Interest on H-loans is variable and is based on the interest terms available to the Treasury, with the addition of a fixed 0.8% interest premium. In spite of the above:

Indexed loans – 4%,
Non-indexed loans – 9%.

The loans are indexed but bear no interest until the last day of studies.
Indexation is calculated as of the first day of the next month following each payment transaction. 
At the final day of studies, the student loan is calculated and the basic interest rate of the bond is based on the consumer price index on the final day of studies.

Loan terms after the final date of study

When the date of the end of studies has been determined, the student loan debt is calculated and the basic indexation of the bond is based on the consumer price index on the final date of study.

The next day after the date of the final date of study s is the first interest date of the bond. The main rule in the repayment terms of a bond is that the bond is not indexed and the repayment period is dependent on the loan amount but with the proviso that the loan shall be repaid before the borrower becomes 65 years of age.

When a bond has been closed, the borrower may choose whether it will be indexed or not. Also, the borrower can also choose whether he repayment terms of the bond will depend on the loan amount or on his or her income, cf.

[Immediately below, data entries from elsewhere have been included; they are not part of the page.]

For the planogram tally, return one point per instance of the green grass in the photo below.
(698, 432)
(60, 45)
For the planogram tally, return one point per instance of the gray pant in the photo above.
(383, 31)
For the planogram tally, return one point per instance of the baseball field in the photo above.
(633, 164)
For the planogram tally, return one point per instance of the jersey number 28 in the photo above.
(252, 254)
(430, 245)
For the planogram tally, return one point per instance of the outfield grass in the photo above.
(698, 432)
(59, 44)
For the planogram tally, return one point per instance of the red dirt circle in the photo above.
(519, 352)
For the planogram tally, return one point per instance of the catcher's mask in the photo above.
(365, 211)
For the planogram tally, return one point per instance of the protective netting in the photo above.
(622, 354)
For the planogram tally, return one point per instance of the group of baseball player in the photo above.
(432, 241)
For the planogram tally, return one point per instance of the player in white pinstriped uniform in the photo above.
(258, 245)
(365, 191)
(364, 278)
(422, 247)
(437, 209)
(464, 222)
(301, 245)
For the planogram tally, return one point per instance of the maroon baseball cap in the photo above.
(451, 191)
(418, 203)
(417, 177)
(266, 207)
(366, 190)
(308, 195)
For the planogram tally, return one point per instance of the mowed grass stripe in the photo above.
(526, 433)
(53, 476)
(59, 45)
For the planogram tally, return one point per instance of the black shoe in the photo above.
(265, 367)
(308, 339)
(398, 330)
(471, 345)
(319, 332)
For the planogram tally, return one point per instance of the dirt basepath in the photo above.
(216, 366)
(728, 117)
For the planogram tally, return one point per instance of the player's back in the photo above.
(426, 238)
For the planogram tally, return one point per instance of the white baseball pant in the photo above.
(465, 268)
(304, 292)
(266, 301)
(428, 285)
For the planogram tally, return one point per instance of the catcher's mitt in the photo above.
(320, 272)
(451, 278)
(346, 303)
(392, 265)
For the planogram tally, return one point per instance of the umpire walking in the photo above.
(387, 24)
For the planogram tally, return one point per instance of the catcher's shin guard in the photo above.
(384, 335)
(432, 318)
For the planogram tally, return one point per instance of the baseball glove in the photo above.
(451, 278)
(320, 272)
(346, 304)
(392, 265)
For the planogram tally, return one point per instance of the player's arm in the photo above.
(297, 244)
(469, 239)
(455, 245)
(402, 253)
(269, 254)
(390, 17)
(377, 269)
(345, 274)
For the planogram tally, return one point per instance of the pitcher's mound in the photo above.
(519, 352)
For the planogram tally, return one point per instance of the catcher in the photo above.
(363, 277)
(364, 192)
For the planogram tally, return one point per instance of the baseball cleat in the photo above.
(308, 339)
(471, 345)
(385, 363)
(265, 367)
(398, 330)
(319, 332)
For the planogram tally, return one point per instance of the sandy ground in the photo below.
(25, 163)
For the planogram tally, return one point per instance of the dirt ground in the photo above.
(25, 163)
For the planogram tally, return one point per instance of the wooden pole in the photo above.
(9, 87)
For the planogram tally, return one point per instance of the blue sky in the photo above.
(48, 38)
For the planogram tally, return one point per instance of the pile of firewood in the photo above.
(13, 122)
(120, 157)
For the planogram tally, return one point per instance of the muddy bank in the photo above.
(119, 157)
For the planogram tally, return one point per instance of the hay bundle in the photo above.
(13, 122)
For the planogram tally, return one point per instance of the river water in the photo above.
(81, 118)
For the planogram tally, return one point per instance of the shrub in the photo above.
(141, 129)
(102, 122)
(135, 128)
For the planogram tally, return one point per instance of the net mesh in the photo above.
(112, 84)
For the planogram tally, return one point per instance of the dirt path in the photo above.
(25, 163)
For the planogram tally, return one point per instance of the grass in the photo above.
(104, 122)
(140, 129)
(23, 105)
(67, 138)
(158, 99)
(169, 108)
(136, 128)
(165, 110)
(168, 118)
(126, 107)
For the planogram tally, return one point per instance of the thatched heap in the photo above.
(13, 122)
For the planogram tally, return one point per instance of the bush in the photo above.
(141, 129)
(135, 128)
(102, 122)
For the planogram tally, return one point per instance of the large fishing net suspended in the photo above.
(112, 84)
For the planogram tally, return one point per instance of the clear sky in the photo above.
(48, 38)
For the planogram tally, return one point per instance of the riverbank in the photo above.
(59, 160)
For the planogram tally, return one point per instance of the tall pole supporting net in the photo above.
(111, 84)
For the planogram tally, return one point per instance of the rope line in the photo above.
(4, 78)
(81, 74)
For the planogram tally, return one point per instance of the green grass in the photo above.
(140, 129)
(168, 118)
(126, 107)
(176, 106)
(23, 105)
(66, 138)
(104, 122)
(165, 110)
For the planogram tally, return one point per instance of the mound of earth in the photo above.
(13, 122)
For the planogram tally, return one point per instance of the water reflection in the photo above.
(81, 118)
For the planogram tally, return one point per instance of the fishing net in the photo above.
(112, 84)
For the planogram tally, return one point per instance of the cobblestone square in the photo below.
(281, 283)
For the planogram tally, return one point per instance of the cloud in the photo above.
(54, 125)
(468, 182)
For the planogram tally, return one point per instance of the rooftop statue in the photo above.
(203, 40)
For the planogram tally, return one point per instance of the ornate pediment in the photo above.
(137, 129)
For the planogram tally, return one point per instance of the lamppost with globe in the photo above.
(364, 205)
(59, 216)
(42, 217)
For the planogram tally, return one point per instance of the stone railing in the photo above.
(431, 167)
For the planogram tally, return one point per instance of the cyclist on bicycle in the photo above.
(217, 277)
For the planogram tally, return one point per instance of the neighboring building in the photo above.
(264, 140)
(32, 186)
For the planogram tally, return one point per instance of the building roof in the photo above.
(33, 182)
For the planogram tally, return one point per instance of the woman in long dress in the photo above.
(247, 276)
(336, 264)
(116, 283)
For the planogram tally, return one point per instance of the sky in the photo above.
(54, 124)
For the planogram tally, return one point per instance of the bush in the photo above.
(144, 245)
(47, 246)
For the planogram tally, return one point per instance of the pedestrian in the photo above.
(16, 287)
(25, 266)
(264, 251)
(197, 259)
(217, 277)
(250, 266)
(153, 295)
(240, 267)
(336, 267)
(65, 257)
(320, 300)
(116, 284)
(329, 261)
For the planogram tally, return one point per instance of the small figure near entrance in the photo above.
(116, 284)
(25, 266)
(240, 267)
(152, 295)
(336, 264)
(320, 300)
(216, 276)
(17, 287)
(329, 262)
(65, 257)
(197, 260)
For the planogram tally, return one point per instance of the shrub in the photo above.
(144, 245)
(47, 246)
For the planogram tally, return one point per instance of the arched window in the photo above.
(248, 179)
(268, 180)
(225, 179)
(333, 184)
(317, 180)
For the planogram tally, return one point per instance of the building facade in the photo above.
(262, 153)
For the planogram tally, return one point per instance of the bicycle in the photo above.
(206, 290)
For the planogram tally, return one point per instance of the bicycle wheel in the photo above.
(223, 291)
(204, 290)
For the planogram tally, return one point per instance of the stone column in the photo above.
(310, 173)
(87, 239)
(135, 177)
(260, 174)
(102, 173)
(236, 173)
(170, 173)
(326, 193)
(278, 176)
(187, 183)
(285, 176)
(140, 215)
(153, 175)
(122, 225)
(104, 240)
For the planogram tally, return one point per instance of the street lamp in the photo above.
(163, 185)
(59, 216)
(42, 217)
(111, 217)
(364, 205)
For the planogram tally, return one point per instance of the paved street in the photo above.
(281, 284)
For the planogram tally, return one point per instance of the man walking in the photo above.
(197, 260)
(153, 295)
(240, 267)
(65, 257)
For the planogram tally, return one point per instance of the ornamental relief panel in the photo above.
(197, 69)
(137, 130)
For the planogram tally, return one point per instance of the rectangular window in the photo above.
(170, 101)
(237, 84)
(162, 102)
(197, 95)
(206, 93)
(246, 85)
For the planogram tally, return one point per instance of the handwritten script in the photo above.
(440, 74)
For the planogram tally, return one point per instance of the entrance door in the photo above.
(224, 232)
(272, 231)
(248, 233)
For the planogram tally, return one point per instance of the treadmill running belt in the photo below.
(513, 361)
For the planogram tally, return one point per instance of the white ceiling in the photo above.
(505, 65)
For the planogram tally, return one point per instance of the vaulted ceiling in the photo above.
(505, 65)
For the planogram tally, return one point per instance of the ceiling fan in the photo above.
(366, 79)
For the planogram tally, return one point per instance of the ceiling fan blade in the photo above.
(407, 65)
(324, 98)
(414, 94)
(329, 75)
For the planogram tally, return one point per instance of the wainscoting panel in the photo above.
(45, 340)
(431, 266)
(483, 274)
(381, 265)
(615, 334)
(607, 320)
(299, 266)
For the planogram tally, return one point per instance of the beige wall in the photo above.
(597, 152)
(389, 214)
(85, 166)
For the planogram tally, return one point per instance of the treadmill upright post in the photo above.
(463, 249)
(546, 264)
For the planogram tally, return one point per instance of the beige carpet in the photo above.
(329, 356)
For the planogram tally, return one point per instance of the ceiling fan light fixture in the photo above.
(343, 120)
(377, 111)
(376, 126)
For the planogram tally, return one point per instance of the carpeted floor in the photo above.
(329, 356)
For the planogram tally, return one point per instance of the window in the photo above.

Chapter 14 in the allocation rules 2020-2021. If a borrower has not informed the Fund of his choices regarding the above terms of his bond before the bond is closed, the above main rule is that the bond will be an annuity bond and non-indexed, see table in Chapter 14.2.2 in the allocation rules on the number of repayment years.

A bond cannot be restructured nor the terms of the bond changed after the bond has been closed and payments have begun.